Fortunately, the final movie I saw on Saturday sucked in the way you actually want a movie to suck...

Troll 2 (1990)

Rated PG-13

Score: 1 out of 5 (objectively), 4 out of 5 (unintentional comedy)

"They're eating her. And then they're going to eat me. OH MY GOOOOOODDDDDD!!!"

Troll 2. What is there to say about Troll 2 that hasn't already been said before by bad movie aficionados? It's my generation's version of Plan 9 from Outer Space, widely recognized as one of the worst movies ever made to the point that Michael Stephenson, the actor who played its kid protagonist Joshua, later made a 2009 documentary about its cult fandom that was titled Best Worst Movie. Nothing about it works. The protagonists are stupid, the acting is either wooden or overwrought across the board, there's an evil witch character who feels like she stepped in from a completely different movie, the special effects are comical, the monsters are just people in cheap goblin masks and sack clothes, the story is largely an excuse for writer/director Claudio Fragasso's wife to vent about her hatred of vegetarians, the dialogue is written by somebody who didn't speak English natively yet insisted it be delivered as written, Fragasso seems convinced that he made high art with this movie, the behind-the-scenes stories that have been told about its production are more interesting than anything that happens in the film itself, and if you go in trying to take it seriously as a horror film, you will break your brain.

I loved it.

Joe and Sean, the hosts of Bloody Disgusting's podcast The Horror Show, handled the screening of this film, and they treated it like old-school horror hosts with regular breaks during the film to laugh at the things we'd just witnessed.
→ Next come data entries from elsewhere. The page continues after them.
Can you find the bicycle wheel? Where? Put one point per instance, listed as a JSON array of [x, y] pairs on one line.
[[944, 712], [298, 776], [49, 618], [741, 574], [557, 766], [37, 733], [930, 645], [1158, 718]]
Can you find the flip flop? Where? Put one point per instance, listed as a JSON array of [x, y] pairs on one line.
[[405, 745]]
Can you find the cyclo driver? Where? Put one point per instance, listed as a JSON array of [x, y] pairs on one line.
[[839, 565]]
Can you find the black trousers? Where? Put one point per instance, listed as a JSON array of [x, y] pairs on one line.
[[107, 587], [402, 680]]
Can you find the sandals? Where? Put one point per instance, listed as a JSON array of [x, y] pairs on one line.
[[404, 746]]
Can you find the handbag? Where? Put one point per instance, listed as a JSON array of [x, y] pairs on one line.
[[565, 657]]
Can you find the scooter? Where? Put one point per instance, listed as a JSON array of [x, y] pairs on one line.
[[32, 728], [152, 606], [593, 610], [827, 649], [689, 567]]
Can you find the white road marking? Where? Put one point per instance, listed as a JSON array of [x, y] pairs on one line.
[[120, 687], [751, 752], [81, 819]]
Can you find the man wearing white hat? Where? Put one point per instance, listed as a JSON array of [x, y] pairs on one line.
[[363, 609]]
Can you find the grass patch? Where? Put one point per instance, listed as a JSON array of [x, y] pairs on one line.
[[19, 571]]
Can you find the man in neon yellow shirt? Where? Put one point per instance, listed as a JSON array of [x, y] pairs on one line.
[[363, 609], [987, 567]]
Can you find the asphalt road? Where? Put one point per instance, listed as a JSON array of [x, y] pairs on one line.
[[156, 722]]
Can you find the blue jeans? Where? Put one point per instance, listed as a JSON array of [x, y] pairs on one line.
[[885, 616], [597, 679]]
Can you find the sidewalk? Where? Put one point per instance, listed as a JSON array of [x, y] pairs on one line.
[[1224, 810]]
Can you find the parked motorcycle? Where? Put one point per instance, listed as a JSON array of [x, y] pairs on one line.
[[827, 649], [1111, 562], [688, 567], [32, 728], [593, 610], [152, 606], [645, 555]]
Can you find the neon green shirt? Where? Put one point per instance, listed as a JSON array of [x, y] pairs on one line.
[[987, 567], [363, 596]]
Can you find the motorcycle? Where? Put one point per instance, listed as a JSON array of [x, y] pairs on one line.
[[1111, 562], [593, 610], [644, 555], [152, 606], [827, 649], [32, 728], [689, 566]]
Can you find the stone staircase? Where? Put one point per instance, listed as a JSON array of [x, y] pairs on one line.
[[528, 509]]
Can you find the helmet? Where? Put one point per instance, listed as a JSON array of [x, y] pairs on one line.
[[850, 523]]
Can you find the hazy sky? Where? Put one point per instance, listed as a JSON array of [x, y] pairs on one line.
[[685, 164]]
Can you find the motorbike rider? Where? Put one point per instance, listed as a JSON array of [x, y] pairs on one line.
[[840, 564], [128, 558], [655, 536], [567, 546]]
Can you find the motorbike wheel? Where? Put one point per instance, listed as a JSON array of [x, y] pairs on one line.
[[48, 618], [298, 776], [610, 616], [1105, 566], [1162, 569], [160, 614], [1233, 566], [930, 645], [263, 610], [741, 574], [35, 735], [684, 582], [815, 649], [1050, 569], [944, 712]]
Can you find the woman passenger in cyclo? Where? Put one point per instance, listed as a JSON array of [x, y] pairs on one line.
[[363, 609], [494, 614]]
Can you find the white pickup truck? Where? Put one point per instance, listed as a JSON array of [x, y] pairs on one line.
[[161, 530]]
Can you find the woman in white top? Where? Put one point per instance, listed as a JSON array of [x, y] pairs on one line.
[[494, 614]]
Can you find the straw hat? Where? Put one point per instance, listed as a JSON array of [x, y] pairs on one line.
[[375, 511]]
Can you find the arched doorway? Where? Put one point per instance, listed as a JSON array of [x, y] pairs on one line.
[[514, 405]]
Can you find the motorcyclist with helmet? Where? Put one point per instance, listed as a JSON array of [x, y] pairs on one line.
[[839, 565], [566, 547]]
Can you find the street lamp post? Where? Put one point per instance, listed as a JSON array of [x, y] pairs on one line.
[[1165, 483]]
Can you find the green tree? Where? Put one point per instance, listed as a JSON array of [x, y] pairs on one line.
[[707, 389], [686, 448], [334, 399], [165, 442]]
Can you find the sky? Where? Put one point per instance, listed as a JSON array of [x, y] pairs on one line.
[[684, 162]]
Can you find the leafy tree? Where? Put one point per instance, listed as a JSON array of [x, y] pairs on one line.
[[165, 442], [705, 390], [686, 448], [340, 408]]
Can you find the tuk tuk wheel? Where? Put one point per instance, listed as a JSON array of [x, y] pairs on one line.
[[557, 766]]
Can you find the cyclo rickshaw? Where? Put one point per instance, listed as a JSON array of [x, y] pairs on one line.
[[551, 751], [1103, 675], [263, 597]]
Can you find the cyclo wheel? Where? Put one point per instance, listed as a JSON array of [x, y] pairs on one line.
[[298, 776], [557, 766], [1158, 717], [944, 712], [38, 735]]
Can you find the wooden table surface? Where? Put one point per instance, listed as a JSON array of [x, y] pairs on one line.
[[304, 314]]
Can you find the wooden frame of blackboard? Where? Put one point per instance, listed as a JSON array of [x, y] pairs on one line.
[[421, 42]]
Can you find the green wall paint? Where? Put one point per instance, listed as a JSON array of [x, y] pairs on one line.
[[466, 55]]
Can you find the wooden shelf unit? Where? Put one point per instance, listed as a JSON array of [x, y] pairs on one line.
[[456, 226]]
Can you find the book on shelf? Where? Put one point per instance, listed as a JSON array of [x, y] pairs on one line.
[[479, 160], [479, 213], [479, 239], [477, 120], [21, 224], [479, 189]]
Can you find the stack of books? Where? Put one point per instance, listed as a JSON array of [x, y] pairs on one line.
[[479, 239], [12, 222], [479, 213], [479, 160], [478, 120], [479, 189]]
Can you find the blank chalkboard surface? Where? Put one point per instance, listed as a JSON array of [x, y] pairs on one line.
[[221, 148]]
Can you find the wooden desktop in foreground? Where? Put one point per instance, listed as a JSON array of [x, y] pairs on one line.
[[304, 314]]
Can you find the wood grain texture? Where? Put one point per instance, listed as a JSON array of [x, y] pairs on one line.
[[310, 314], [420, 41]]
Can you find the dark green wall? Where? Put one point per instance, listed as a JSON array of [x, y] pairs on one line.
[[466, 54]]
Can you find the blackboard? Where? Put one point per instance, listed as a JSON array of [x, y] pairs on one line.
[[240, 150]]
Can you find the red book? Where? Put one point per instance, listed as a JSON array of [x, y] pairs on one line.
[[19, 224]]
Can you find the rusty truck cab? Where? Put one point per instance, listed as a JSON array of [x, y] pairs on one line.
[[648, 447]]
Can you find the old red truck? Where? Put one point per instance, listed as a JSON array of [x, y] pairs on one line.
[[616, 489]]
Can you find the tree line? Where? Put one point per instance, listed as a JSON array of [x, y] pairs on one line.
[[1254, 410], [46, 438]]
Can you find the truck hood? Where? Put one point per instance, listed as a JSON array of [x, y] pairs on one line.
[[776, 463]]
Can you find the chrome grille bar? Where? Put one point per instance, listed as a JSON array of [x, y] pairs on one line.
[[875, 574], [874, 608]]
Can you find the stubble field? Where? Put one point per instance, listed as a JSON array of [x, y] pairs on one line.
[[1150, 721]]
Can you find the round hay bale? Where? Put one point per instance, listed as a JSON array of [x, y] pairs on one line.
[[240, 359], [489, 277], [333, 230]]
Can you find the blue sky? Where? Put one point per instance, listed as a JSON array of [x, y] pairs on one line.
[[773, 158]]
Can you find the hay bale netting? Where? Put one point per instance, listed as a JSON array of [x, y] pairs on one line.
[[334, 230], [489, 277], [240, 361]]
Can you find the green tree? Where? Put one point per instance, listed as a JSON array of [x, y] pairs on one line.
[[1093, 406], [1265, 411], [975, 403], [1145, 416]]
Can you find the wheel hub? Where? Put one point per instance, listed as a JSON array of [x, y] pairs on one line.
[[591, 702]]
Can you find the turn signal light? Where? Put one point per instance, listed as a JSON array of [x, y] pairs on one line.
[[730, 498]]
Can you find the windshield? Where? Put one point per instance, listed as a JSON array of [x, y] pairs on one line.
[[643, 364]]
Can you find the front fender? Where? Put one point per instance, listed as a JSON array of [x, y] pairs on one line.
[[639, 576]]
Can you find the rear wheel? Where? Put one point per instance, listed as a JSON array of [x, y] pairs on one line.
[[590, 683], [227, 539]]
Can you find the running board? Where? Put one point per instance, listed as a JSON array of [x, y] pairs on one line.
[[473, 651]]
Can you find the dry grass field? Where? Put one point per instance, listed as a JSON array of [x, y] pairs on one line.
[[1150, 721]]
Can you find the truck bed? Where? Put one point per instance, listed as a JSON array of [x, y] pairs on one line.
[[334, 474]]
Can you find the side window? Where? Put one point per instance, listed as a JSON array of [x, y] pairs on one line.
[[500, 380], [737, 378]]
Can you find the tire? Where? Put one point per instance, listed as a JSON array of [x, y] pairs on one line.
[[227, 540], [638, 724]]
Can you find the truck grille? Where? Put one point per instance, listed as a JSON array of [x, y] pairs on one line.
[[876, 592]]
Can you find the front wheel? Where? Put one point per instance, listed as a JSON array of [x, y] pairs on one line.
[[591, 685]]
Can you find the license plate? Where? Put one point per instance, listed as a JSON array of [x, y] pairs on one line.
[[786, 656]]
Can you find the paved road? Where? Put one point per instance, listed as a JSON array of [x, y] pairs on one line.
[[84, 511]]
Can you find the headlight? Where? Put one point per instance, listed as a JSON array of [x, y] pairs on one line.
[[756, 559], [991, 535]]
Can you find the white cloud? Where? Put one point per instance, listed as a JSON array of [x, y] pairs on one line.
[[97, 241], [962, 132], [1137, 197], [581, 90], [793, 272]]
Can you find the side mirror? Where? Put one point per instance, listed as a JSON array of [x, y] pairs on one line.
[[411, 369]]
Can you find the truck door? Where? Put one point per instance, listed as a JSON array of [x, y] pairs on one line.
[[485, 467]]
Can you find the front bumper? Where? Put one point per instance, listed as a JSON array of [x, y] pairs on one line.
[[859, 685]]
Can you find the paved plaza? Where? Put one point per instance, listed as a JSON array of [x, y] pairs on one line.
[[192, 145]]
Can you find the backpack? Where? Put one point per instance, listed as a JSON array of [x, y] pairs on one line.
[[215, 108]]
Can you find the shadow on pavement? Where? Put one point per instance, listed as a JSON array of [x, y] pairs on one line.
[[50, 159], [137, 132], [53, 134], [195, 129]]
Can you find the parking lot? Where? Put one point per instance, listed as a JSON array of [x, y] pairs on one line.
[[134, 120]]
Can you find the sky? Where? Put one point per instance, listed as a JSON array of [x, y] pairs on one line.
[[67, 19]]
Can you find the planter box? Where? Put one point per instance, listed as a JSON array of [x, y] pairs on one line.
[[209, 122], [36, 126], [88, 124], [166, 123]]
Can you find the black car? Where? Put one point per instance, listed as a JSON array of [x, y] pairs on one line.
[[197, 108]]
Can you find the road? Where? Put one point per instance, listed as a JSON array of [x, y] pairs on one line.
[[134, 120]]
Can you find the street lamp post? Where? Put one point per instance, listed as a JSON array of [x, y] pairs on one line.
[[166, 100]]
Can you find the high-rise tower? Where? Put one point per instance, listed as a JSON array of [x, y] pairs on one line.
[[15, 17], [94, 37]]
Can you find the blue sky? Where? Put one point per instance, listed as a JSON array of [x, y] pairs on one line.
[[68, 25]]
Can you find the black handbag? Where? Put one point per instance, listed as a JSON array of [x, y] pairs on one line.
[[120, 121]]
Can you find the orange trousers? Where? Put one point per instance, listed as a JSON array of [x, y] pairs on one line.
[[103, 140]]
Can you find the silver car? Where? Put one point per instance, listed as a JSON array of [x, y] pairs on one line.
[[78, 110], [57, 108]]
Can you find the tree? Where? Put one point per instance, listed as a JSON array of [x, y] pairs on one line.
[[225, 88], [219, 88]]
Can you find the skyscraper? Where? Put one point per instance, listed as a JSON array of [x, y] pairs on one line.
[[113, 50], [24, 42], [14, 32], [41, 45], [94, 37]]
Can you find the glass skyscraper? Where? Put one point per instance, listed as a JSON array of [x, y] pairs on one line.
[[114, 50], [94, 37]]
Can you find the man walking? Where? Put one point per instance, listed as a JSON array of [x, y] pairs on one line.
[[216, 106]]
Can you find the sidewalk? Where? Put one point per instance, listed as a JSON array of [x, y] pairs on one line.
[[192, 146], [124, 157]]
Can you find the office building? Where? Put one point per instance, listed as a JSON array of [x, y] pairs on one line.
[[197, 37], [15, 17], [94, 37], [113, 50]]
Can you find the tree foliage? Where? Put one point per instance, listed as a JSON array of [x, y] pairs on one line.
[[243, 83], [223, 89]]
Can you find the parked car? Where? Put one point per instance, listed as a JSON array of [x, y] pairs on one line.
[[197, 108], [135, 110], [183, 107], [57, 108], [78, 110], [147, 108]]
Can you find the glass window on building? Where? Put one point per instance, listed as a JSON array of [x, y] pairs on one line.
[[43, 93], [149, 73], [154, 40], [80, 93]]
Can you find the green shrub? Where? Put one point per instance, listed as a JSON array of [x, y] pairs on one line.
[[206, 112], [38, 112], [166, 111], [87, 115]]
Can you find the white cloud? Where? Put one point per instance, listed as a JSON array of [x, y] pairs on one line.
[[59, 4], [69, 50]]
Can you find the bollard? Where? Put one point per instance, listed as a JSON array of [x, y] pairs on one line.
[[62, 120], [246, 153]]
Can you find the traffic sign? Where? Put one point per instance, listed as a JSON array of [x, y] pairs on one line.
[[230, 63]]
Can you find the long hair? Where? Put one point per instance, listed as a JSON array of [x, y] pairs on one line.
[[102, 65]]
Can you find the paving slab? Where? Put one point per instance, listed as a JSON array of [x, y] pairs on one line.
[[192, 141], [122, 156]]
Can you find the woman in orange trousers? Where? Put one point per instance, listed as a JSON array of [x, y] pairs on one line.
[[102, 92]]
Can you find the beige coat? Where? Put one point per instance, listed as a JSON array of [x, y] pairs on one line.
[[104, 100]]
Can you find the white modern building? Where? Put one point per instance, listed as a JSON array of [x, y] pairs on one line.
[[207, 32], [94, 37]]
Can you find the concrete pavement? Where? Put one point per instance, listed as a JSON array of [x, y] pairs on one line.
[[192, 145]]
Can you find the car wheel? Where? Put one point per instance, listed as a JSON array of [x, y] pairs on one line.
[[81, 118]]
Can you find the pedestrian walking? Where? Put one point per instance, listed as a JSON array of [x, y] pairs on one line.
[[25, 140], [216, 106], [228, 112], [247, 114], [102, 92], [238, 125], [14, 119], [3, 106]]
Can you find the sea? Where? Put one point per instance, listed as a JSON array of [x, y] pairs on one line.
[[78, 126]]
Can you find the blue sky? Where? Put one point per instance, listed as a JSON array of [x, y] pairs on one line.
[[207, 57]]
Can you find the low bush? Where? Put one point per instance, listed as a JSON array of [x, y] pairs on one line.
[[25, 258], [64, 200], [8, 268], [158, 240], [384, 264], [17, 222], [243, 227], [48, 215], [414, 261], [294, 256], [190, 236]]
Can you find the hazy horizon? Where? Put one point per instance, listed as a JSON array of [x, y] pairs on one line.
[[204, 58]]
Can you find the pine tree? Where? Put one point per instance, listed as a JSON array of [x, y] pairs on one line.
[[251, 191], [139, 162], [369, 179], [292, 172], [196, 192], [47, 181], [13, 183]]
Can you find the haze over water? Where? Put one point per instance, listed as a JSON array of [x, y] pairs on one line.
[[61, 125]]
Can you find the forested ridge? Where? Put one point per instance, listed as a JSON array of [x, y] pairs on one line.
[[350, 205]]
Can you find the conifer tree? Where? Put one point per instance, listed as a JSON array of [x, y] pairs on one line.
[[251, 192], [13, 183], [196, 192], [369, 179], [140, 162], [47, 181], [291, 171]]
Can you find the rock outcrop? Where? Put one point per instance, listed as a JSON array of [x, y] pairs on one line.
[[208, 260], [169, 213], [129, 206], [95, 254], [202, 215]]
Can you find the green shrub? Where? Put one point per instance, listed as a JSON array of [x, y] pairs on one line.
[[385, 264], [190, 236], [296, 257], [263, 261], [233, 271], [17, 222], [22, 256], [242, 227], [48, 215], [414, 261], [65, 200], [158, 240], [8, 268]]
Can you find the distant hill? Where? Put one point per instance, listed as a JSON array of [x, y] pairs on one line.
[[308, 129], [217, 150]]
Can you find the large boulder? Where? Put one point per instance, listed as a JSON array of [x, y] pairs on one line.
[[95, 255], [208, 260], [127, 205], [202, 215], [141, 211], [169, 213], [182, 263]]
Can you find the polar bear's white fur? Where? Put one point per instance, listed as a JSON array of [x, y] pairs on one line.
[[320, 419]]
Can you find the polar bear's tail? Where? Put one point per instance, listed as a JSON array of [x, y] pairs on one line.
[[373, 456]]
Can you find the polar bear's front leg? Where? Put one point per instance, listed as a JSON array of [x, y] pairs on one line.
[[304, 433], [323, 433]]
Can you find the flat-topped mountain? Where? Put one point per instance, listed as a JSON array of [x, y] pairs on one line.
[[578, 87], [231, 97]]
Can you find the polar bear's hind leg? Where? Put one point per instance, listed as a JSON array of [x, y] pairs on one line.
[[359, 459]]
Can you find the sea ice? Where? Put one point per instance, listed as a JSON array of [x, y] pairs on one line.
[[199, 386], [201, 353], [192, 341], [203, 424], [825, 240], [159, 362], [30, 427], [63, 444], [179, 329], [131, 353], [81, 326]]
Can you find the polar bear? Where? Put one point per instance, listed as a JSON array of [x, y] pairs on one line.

Everybody in that little theater went in knowing to expect a slow-motion trainwreck, the kind of film that has given hope to countless amateur filmmakers on the grounds that surely nothing they make can be this bad. It's a movie where the badness is so over-the-top that it loops back around at some point and you're actually watching a comedy, and a damn funny one at that. When "the line" came, I, somebody who'd never seen the whole movie from start to finish but damn well knew that line by heart thanks to how it's been burned into movie geek lore, recited it right along with the character, and I wasn't the only one in the theater doing so. And that wasn't the only line in the film that got the crowd roaring, either. Make no mistake, this is a truly wretched film with absolutely no redeeming qualities on its own. But in that, it accidentally stumbles upon an unintentional one: being an object example of everything wrong with the B-movies of its era to the point that it becomes great entertainment in its own way.

The Bottom Line

There's really no way to describe the experience of watching Troll 2, especially in a live screening with a crowd. My reviews for good comedies are usually short, lest I give away the best parts, and so too is it the case with this. If you wanna laugh your ass off at one of the worst movies ever made, throw this on, preferably with some friends and some quality intoxicants, and have a blast.